(continuação de 36- O nosso aquartelamento)
No primeiro passeio que dei no exterior do quartel cruzei-me com um jovem, bem apresentado, talvez acima do normal para aquele meio. Tinha vindo buscar um papel com uma autorização do chefe de posto para poder transitar na mata.
Era um procedimento mais ou menos habitual nesta zona, mas o que me chamou a atenção era o que ele estava a fazer, a tratar da higiene oral, com um pequeno pau.
Não tinha água nem a nossa pasta dentífrica.
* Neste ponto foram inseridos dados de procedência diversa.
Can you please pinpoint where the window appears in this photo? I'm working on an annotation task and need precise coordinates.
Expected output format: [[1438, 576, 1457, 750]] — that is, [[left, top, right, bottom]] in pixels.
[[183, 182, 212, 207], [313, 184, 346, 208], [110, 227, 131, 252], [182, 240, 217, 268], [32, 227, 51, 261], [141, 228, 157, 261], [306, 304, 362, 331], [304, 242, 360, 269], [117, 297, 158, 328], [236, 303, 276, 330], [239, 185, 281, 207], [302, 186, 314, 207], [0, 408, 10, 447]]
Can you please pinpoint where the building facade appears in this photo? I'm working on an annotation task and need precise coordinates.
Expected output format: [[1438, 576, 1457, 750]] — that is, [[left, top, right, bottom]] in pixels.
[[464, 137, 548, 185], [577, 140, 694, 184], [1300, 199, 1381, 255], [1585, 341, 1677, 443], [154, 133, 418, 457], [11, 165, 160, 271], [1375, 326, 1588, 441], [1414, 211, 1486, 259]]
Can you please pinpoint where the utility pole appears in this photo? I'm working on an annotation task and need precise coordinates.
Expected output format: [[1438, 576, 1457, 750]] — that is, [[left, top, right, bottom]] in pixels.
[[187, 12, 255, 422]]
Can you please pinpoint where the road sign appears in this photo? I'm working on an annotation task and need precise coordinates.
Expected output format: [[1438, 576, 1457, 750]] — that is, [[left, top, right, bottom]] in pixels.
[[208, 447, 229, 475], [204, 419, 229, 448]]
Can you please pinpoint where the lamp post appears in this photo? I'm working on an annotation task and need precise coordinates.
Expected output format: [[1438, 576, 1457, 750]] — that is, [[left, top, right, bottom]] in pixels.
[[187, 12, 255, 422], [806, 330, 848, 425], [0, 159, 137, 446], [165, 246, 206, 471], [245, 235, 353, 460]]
Este homem tinha uma fiada de magníficos dentes de esmalte branco, perfeitos, que contrastavam com a pele escura da cara. O pau que fazia de escova, com um comprimento mais ao menos de um pequeno lápis, tinha uma das extremidades afiada, para limpeza das cavidades e entre os dentes, e na outra extremidade, uma autêntica escova, constituída pelas fibras soltas da própria madeira que friccionava nos dentes.
Arranjei um pretexto para meter conversa e transmiti-lhe a minha ignorância, a surpresa e o espanto. Acho que se sentiu confiante. Ficou comunicativo e até me pareceu que se esbateram algumas barreiras sociais. Falava o português, bem melhor do que eu estava à espera.
Contou-me a história da escova de dentes, a razão da visita a uns familiares na sanzala do Cucumbi, a sua posição como professor / monitor na região, pago pelo estado português, e ainda a sua descendência de um antigo chefe de aldeia, quando ainda os havia com muita influência, dizia.
Ficámos amigos, quase verdadeiros, do tipo instantâneo.
Penso que foram as diferenças sociais que nos ligaram ao essencial. Nunca esperámos nada um do outro, apenas o privilégio de beber umas cervejas ao sábado na loja do Sr. Capela e estar à conversa pela noite dentro.
O P. (não é P. de professor) nunca me questionou sobre a nossa actividade militar em Angola, mas gostava de saber coisas de Portugal e em especial do meu envolvimento na vida académica em Lisboa. Tudo lhe contei sem omissões, inclusive a minha posição perante a política e aquela guerra. Em dado momento, já com meia dúzia de cervejas saboreadas, confidenciou-me que tinha um sonho, se um dia fosse para Portugal, ia perder-se de amores por uma mulher branca, mas peluda.
Passados alguns dias, encontrei-o em plenas funções, na sua escola, na Sanzala do Camachilonda onde me fez contar uma história, das de Portugal, daquelas para miúdos (contei a história da padeira de Aljubarrota, que não era bem para miúdos, mas adoraram) e uns meses depois em António Cavula, onde estava um seu familiar com a categoria de monitor, embora também fosse um misto de professor e enfermeiro, fez-me repetir a história.
Ao longo deste documento vou contar como, em Fevereiro de 1974, este amigo me mostrou porque era verdadeiro, a forma como de forma desinteressada ajudou o meu grupo de combate ou me protegeu nas minhas viagens solitárias, do Alto Chicapa ao nosso destacamento de António Cavula e vice-versa.
Nessa data, já sabia que o P. e o primo estavam próximos do MPLA e que a população maioritariamente apoiante da UNITA, tinha familiares guerrilheiros. Entre os mais velhos também havia alguns simpatizantes da FNLA.
Ele e o primo, foram amigos verdadeiros, e para toda a vida, que deixei e não voltei a ver, no entanto aparecem assim, acidentalmente tirados do fundo de uma qualquer gaveta ou da minha memória onde estão arquivados, à luz do mais genuíno e feliz dos meus dias nas relações entre as pessoas.